Heinz-Günther Schneider wird nach über 40 Jahren im Lehrerberuf in den Ruhestand verabschiedet (von Thomas Hofmeister)
BATTENBERG. Nach über 42 Jahren im Schuldienst wird Heinz-Günther Schneider (65), Pädagogischer Leiter an der Gesamtschule Battenberg, am 30. Januar in den Ruhestand verabschiedet. „Lehrer müssen
heute Animateure sein. Man muss die Schüler für eine Sache begeistern, man muss sie packen können“, sagt der Pädagoge, Kommunalpolitiker und Naturschützer im Interview mit der HNA.

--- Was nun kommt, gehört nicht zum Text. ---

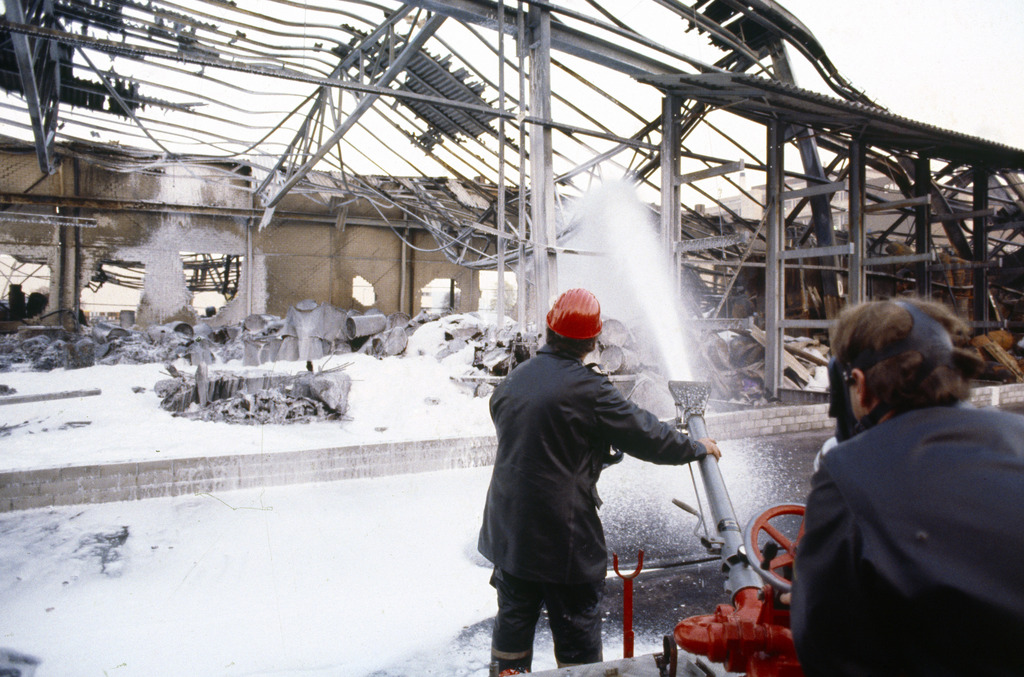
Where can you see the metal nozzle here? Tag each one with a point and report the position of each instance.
(690, 396)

Herr Schneider, wann haben Sie sich entschieden, Lehrer zu werden? HEINZ-GÜNTHER SCHNEIDER: Der erste Anstoß kam durch meinen Onkel, den Hauptlehrer Wilhelm Schneider. Er hat mich geprägt. Damals war ich zehn Jahre
alt.
Es waren andere Zeiten. SCHNEIDER: Das kann man wohl sagen. Der Bus fuhr
morgens um 6.20 Uhr ab Laisa zur Edertalschule nach Frankenberg. Gegen 14 Uhr kam ich zurück. Beim Nachmittagsunterricht bin ich mit dem Fahrrad zum Zug nach Battenberg gefahren.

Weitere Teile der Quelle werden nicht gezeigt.